The River of Protection
There’s a lovely verse in Colossians that I love in both the old and new translations given in a Bible that I have, but the verse has a peculiar significance for me in the newer version. Paul writes:
We also pray that you will be strengthened with all his glorious power so you will have all the endurance and patience you need. May you be filled with joy … (Colossians 1:11 NLT)
And the old translation is:
Strengthened with all might, according to his glorious power, unto all patience and longsuffering with joyfulness (KJV)
– which is much easier to remember, but somehow the more modern translation brings the meaning home, and it underlined to me the fact of the joy of God. We read: The joy of the Lord is your strength, and how significant the joy is in the New Testament!

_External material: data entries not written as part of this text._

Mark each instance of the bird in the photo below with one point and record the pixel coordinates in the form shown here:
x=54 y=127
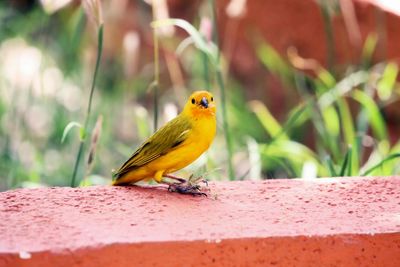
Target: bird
x=174 y=146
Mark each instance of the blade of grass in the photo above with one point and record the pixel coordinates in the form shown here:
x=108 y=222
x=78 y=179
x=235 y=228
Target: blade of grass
x=331 y=168
x=374 y=115
x=221 y=84
x=82 y=141
x=380 y=164
x=155 y=84
x=68 y=128
x=345 y=163
x=386 y=84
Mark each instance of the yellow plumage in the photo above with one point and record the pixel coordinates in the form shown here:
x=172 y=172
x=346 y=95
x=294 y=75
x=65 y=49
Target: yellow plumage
x=175 y=145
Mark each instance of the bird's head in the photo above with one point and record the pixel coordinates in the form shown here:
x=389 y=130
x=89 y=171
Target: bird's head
x=200 y=103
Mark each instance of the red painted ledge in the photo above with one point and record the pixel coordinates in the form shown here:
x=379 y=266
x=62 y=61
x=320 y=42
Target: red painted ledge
x=322 y=222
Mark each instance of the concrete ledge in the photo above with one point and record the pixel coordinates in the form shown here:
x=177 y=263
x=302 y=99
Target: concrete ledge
x=323 y=222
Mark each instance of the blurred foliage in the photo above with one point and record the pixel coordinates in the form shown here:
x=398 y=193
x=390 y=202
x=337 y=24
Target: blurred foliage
x=336 y=128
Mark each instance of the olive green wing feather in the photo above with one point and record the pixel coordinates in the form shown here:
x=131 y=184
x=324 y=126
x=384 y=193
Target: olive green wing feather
x=160 y=143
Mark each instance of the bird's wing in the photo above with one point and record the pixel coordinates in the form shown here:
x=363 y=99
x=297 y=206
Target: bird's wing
x=160 y=143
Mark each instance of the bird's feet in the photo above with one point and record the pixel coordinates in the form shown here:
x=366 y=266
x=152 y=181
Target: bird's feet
x=190 y=186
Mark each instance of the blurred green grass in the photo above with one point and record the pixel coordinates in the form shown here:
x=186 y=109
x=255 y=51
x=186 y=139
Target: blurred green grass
x=335 y=128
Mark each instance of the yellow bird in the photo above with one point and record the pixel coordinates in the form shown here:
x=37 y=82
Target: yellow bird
x=174 y=146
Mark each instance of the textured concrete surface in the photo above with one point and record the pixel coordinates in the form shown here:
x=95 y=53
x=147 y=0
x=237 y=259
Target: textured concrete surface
x=331 y=222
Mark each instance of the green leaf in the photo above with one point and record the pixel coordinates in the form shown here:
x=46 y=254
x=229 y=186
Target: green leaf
x=271 y=125
x=342 y=88
x=380 y=164
x=273 y=61
x=374 y=115
x=331 y=168
x=386 y=84
x=346 y=163
x=207 y=47
x=369 y=48
x=294 y=152
x=346 y=120
x=69 y=127
x=331 y=121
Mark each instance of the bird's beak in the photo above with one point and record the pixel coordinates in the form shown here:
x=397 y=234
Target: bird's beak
x=204 y=102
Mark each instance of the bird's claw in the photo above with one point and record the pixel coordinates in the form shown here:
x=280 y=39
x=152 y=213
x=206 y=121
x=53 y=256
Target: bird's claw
x=189 y=189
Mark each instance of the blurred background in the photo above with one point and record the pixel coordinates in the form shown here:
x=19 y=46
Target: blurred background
x=304 y=88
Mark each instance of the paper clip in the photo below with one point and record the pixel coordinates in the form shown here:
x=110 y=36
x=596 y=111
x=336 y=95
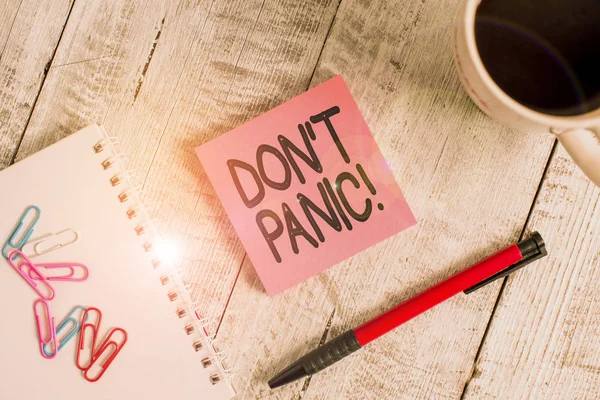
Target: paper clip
x=10 y=243
x=50 y=242
x=95 y=327
x=68 y=319
x=50 y=325
x=67 y=276
x=100 y=357
x=26 y=274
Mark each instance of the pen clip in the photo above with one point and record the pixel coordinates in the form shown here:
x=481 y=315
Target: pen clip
x=532 y=249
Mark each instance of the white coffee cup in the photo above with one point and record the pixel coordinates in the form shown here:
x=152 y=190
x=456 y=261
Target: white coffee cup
x=579 y=134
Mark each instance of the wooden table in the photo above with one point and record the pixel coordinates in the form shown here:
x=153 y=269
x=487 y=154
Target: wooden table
x=167 y=76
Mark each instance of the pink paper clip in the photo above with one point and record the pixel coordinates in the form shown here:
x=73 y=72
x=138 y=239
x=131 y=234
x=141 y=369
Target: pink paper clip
x=50 y=326
x=68 y=276
x=25 y=269
x=95 y=326
x=105 y=356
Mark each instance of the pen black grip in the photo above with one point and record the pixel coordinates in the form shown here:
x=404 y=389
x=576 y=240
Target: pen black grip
x=331 y=352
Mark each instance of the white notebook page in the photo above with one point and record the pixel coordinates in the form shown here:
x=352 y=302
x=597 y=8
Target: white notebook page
x=69 y=184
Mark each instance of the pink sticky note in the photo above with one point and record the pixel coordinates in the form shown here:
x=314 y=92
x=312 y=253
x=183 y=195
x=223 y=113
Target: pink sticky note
x=305 y=185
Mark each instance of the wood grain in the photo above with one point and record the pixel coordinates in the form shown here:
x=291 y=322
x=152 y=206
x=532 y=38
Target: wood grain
x=29 y=33
x=165 y=77
x=544 y=341
x=470 y=182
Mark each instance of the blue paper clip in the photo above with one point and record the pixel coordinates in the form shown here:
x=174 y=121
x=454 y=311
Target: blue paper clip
x=18 y=246
x=76 y=326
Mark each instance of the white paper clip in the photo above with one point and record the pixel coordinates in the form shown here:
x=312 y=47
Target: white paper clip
x=50 y=242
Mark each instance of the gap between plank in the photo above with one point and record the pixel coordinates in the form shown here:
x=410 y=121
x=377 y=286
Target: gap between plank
x=37 y=96
x=10 y=30
x=505 y=280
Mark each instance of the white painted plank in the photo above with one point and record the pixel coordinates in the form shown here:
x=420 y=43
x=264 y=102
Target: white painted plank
x=544 y=342
x=29 y=33
x=470 y=182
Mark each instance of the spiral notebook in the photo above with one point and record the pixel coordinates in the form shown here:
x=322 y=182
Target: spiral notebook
x=79 y=183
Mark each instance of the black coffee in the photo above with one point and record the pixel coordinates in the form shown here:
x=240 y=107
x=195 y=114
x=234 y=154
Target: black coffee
x=545 y=54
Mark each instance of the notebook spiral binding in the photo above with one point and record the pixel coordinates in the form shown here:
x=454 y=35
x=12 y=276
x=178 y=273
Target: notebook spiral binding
x=203 y=341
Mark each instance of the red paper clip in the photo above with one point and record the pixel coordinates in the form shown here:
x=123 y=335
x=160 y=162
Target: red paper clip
x=84 y=326
x=105 y=355
x=26 y=269
x=49 y=325
x=68 y=275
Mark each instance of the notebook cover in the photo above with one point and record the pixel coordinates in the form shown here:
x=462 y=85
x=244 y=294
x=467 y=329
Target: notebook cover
x=69 y=184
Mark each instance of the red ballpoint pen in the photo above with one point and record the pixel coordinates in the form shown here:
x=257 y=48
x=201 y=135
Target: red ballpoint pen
x=497 y=266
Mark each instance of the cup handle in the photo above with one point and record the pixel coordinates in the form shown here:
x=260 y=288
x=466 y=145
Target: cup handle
x=583 y=145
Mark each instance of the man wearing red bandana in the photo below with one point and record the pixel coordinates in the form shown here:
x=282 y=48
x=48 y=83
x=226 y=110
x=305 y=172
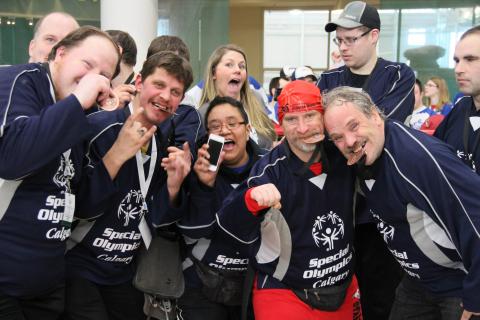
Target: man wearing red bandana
x=295 y=211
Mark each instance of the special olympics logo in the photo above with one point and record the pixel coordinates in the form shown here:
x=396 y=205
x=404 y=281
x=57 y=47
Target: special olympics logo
x=386 y=230
x=327 y=229
x=131 y=207
x=65 y=173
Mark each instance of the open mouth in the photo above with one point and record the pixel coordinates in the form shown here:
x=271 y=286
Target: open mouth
x=228 y=145
x=162 y=108
x=358 y=154
x=236 y=83
x=314 y=138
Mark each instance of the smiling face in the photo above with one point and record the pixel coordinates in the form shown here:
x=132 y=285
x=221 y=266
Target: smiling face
x=230 y=74
x=235 y=146
x=95 y=54
x=357 y=136
x=52 y=29
x=303 y=130
x=359 y=53
x=159 y=94
x=467 y=66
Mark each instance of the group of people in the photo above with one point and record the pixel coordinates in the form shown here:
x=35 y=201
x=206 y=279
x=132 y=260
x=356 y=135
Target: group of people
x=352 y=215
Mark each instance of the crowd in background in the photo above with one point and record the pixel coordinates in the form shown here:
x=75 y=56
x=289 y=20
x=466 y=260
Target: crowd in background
x=329 y=197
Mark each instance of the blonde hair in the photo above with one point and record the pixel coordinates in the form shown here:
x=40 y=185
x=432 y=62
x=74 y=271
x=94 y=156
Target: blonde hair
x=257 y=116
x=443 y=94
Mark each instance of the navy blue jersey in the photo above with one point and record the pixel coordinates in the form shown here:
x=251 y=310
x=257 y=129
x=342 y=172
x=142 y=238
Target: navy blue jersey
x=308 y=244
x=205 y=241
x=102 y=250
x=37 y=168
x=426 y=204
x=185 y=125
x=390 y=86
x=460 y=124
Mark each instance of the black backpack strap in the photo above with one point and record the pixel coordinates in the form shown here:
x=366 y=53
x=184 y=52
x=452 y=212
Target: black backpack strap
x=247 y=290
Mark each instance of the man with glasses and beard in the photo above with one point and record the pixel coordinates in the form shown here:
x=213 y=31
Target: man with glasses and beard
x=390 y=85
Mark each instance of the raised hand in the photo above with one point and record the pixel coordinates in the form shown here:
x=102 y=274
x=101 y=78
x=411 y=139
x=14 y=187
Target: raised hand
x=177 y=165
x=267 y=195
x=125 y=93
x=131 y=138
x=92 y=88
x=200 y=167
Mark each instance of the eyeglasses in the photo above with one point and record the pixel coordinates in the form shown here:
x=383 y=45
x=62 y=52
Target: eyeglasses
x=349 y=41
x=216 y=127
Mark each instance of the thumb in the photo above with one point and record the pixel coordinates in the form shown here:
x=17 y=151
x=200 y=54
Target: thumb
x=186 y=147
x=134 y=116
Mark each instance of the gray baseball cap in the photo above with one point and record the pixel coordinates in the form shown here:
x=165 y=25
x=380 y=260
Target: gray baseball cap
x=354 y=15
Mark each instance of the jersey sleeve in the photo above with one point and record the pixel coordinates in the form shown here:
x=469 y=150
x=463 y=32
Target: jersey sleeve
x=34 y=131
x=452 y=192
x=234 y=218
x=397 y=103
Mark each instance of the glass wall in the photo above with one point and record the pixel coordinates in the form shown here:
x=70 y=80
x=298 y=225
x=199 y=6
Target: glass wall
x=17 y=18
x=203 y=25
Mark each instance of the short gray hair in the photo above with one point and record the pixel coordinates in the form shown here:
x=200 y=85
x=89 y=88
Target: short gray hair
x=359 y=98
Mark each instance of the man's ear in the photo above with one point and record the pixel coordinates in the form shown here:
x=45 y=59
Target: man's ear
x=375 y=35
x=60 y=52
x=249 y=130
x=31 y=46
x=138 y=82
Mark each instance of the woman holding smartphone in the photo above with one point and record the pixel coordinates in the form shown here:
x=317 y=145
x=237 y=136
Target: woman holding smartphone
x=226 y=76
x=211 y=255
x=438 y=97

We call Christ the Man of Sorrows, and that is His title; it comes from Isaiah 53, and He does speak of His grief, more than any man’s, but He speaks again and again of His joy.
It is Paul who is writing to the Colossians, and that gives this verse peculiar significance because he suffered so much, and he emphasizes in all his letters again and again: Rejoice … and again I say, rejoice! … Rejoice always! Often we are contented if we can have the patience and the endurance, and we think we’re doing pretty well if we manage that in all circumstances. But Paul says: ‘and with joy’. And I realized just how significant joy is. Joy is part of the strength, and it’s absolutely necessary for us to live the kind of life God wants us to live, where we have a joy that is untroubled by fightings and fears without and within. That joy is strength, and it is the joy of God. And patience, yes, in tribulations, that we may be strengthened with all his glorious powerso that we will have endurance and patience, but with joy.
Strengthened in the inner man – how we need it! We can have a respectable exterior and everything seems fine, but inside we know the weakness and the utter dependency on God. That’s a good thing: as long as we are dependent on Him, we begin to find the strength.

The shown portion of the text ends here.